In the current environment, assumptions about future commodity prices, exchange rates, and interest rates are subject to greater variability than normal, which could in the future affect the valuation of the Company's assets, both financial and non-financial. While these matters continue to be monitored, the short-term prices for copper increased during Q2 2020, and the Group's estimates in relation to these assumptions over a long-term view have remained unchanged, reflecting the long life of the Group 's single operation Proyecto Riotinto.

While the Group  has not experienced any significant negative impact to date, the extent to which COVID-19 could impact the future business activity or financial results, and the duration of any such negative impact, will depend on future developments, which are highly uncertain and unknown at this time.

AAU Permits

On 7 May 2020, the Company announced that the Junta de Andalucía had issued a favourable resolution which validates the Unified Environmental Authorisation (the "AAU") of Proyecto Riotinto. In addition, on 1 June 2020, the Company announced that the Junta de Andalucía validated the Mining Permits. The Resolutions end the legal process announced by the Company on 26 September 2018 in relation to the judgement made by the Tribunal Superior de Justicia de Andalucía ("TSJA") in connection with the AAU and the Mining Permits.

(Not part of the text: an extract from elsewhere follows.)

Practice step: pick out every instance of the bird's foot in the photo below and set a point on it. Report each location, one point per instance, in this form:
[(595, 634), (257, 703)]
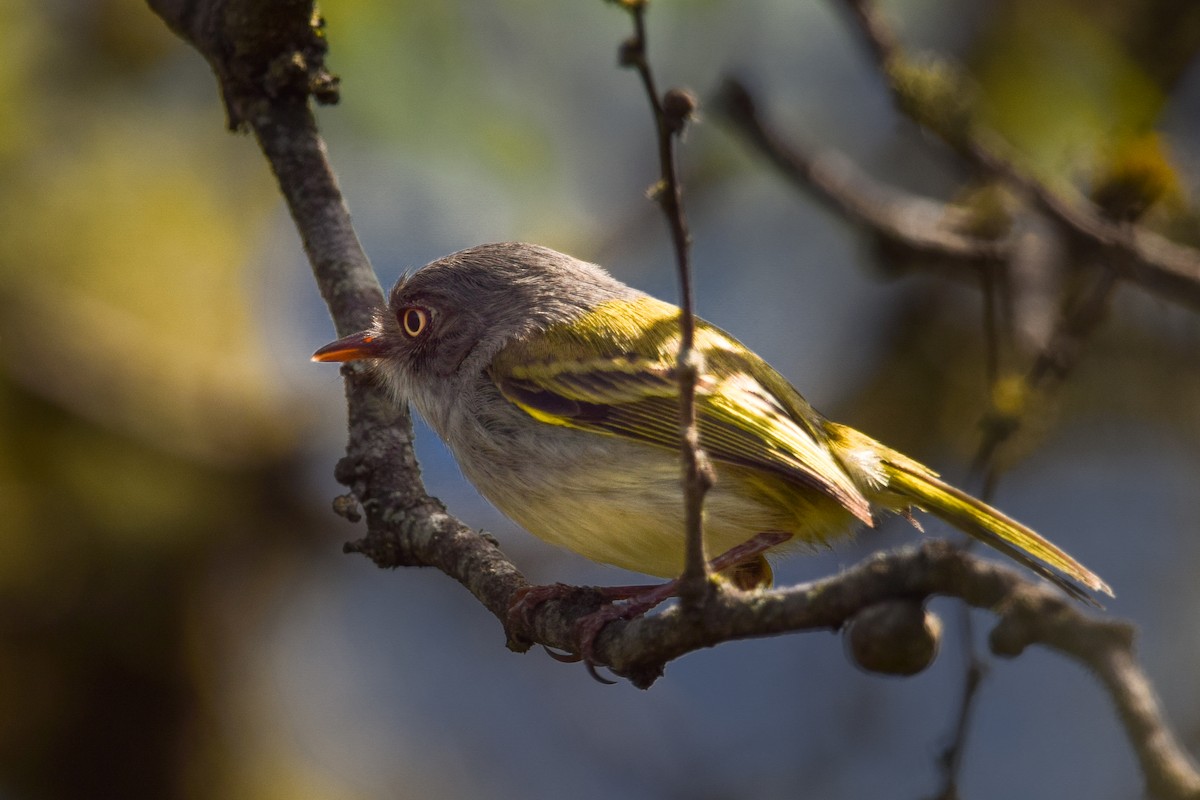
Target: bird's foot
[(630, 602)]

Negative Environmental Impact Statement on Proyecto Touro

The "Dirección Xeral de Calidade Ambiental e Cambio Climático", (the General Directorate for the Environment and Climate Change of Galicia), announced on 28 January 2020 that a negative Environmental Impact Statement for Proyecto Touro (Declaración de Impacto Ambiental) had been signed.

The short release stated that the decision was based on two reports which form part of a wider evaluation consisting of fifteen reports produced by different departments of the Xunta de Galicia. These two reports challenge the ability of the Company to guarantee that there will be no environmental impact of the Project on the Ulla River and related protected ecosystems which are located downstream.

On 7 February 2020, the formal communication from the Xunta de Galicia was published in Galicia´s official journal. In the meantime, the Company along with its advisers, is evaluating potential next steps for the Project, which could include an appeal of the decision made by the Xunta de Galicia, and/or the clarification of the questions raised by the reports. 

New group entity

On 16 June 2020 the Group established a new company in Cyprus under the name of Atalaya Financing, Limited. The activity of the new company is financing.

 

24. Events after the reporting period

There were no significant events subsequent to the reporting period.